1 cup roasted mixed vegetables (~150g)

1 tbsp tahini (~15g)

PREPARATION

  • 1

    Preheat your oven to 400°F (200°C) for roasting vegetables and chickpeas.

  • 2

    Rinse and drain a can of chickpeas, pat dry, toss with a splash of olive oil, salt, pepper, and your favorite spices (like smoked paprika and cumin). Spread them on a parchment-lined baking sheet and roast for 25-30 minutes until crispy.

  • 3

    Chop assorted vegetables such as bell peppers, zucchini, and red onion. Toss with a little olive oil, salt, and pepper, and spread on another baking sheet.

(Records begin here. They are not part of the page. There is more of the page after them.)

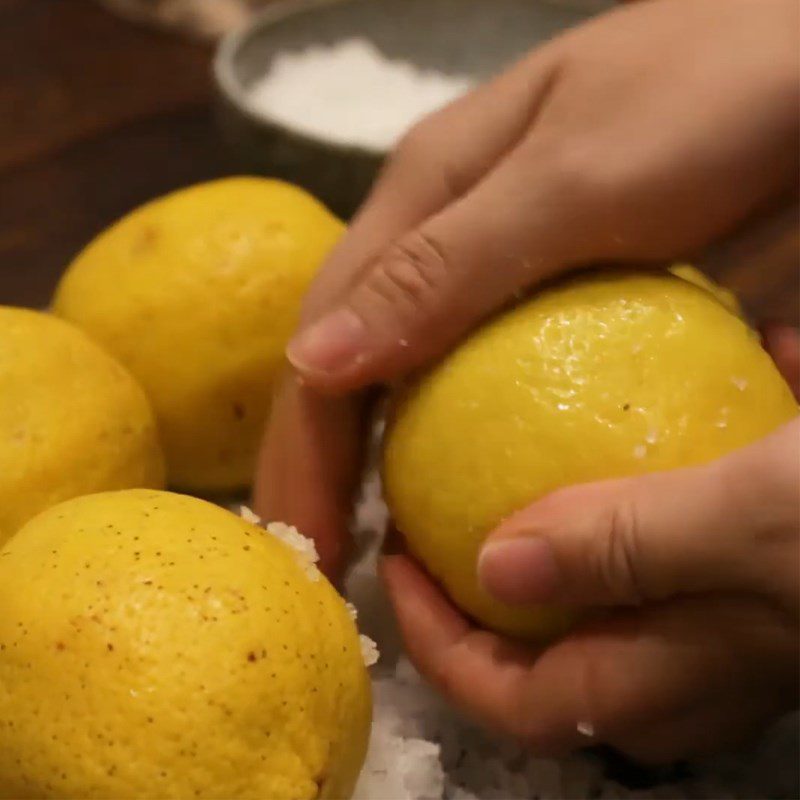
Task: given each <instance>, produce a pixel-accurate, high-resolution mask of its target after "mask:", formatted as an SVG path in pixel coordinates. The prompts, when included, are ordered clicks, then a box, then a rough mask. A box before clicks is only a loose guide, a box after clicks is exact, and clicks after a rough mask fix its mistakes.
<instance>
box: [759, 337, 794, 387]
mask: <svg viewBox="0 0 800 800" xmlns="http://www.w3.org/2000/svg"><path fill="white" fill-rule="evenodd" d="M761 335H762V338H763V340H764V348H765V349H766V351H767V352H768V353H769V354H770V355H771V356H772V359H773V361H775V364H776V366H777V367H778V369H779V370H780V371H781V375H783V377H784V378H785V379H786V383H788V384H789V387H790V388H791V390H792V392H794V396H795V397H796V398H797V399H798V400H800V332H798V330H797V328H792V327H791V326H789V325H780V324H775V323H772V324H768V325H765V326H764V327H763V328H762V331H761Z"/></svg>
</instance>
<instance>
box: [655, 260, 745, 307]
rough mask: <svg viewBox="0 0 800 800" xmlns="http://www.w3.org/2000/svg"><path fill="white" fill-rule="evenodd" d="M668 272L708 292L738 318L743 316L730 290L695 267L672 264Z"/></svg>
mask: <svg viewBox="0 0 800 800" xmlns="http://www.w3.org/2000/svg"><path fill="white" fill-rule="evenodd" d="M669 271H670V272H671V273H672V274H673V275H676V276H677V277H679V278H683V280H685V281H689V283H693V284H694V285H695V286H699V287H700V288H701V289H705V290H706V291H707V292H710V293H711V294H712V295H714V297H716V298H717V300H718V301H719V302H720V303H722V305H724V306H725V308H727V309H728V311H730V312H731V313H732V314H736V315H737V316H740V317H742V316H744V312H743V311H742V306H741V304H740V303H739V300H738V298H737V297H736V295H735V294H734V293H733V292H732V291H731V290H730V289H726V288H725V287H723V286H720V285H719V284H718V283H715V282H714V281H712V280H711V279H710V278H709V277H708V276H707V275H706V274H705V273H703V272H701V271H700V270H699V269H697V267H695V266H693V265H692V264H673V265H672V266H671V267H670V268H669Z"/></svg>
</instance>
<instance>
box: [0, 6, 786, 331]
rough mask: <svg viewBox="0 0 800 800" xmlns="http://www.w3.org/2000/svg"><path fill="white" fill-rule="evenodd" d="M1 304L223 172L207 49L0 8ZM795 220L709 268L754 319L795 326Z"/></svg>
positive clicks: (44, 13)
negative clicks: (119, 216)
mask: <svg viewBox="0 0 800 800" xmlns="http://www.w3.org/2000/svg"><path fill="white" fill-rule="evenodd" d="M0 31H2V33H3V36H2V38H0V303H18V304H26V305H43V304H44V303H46V302H47V300H48V297H49V295H50V292H51V290H52V287H53V284H54V282H55V280H56V279H57V277H58V275H59V274H60V272H61V271H62V269H63V268H64V266H65V265H66V264H67V262H68V261H69V260H70V258H71V257H72V256H73V255H74V254H75V253H76V251H77V250H79V249H80V248H81V246H82V245H83V244H85V243H86V242H87V241H88V240H89V239H90V238H91V237H92V236H93V235H94V234H95V233H96V232H98V231H99V230H101V229H102V228H103V227H104V226H106V225H108V224H109V223H110V222H112V221H113V220H114V219H116V218H117V217H119V216H120V215H122V214H124V213H125V212H126V211H128V210H129V209H131V208H132V207H134V206H136V205H137V204H139V203H142V202H144V201H146V200H148V199H150V198H152V197H154V196H156V195H159V194H161V193H163V192H166V191H168V190H170V189H173V188H176V187H179V186H183V185H186V184H189V183H192V182H195V181H200V180H204V179H208V178H212V177H215V176H219V175H224V174H229V173H231V172H234V171H236V169H237V165H236V163H235V161H234V159H233V157H232V155H231V154H230V153H229V152H228V151H227V150H226V148H225V145H224V144H223V143H222V141H221V140H220V137H219V135H218V133H217V131H216V128H215V125H214V121H213V114H212V88H211V79H210V74H209V66H210V59H211V49H210V48H209V47H208V46H204V45H200V44H193V43H188V42H185V41H182V40H181V39H179V38H177V37H172V36H170V35H167V34H163V33H159V32H154V31H151V30H149V29H144V28H139V27H136V26H134V25H132V24H130V23H126V22H123V21H120V20H118V19H116V18H115V17H113V16H111V15H110V14H108V13H107V12H105V11H104V10H102V9H101V8H99V7H97V6H96V5H95V4H94V3H93V2H90V0H0ZM797 258H798V236H797V225H796V219H795V218H794V215H790V216H789V217H784V219H783V221H779V222H777V223H770V224H768V225H767V226H766V227H765V228H763V229H762V230H761V231H760V232H758V233H757V234H756V235H755V236H754V237H751V239H750V240H749V241H748V242H746V243H744V244H740V245H739V246H738V247H737V248H735V249H730V248H728V249H727V250H725V251H723V252H722V253H721V254H719V255H718V257H717V259H716V260H715V261H714V262H713V264H712V266H711V271H712V272H713V273H714V274H716V275H717V276H718V277H720V278H721V279H722V281H723V282H724V283H725V284H727V285H728V286H730V287H731V288H733V289H735V290H737V291H738V292H739V293H740V294H741V295H742V296H743V298H744V300H745V302H746V304H747V305H748V306H749V308H750V309H751V311H752V312H753V313H754V315H756V316H758V317H770V318H776V319H782V320H785V321H788V322H793V323H795V324H797V322H798V316H799V315H798V269H797V266H798V262H797Z"/></svg>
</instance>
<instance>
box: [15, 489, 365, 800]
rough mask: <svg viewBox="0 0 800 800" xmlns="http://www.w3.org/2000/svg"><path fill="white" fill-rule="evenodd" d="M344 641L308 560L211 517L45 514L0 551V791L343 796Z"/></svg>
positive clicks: (52, 793) (361, 725) (357, 719)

Roast in the oven for about 20 minutes until tender and slightly caramelized.

  • 4

    Press extra firm tofu to remove excess moisture, then cut into cubes. Optionally, toss briefly with soy sauce, garlic powder, and a dash of nutritional yeast, then bake on a separate tray for about 20 minutes until edges turn golden.

  • 5

    While roasting, prepare quinoa according to package instructions, using water or vegetable broth for extra flavor.

  • 6

    For the creamy tahini sauce, simply stir together tahini with a little water, lemon juice, salt, and garlic powder until smooth and pourable.

  • 7

    Assemble your Buddha bowl by layering the cooked quinoa, roasted chickpeas, baked tofu, and roasted vegetables. Drizzle the creamy tahini sauce over the top.

  • 8

    Garnish with fresh herbs like parsley or cilantro if desired, and serve warm.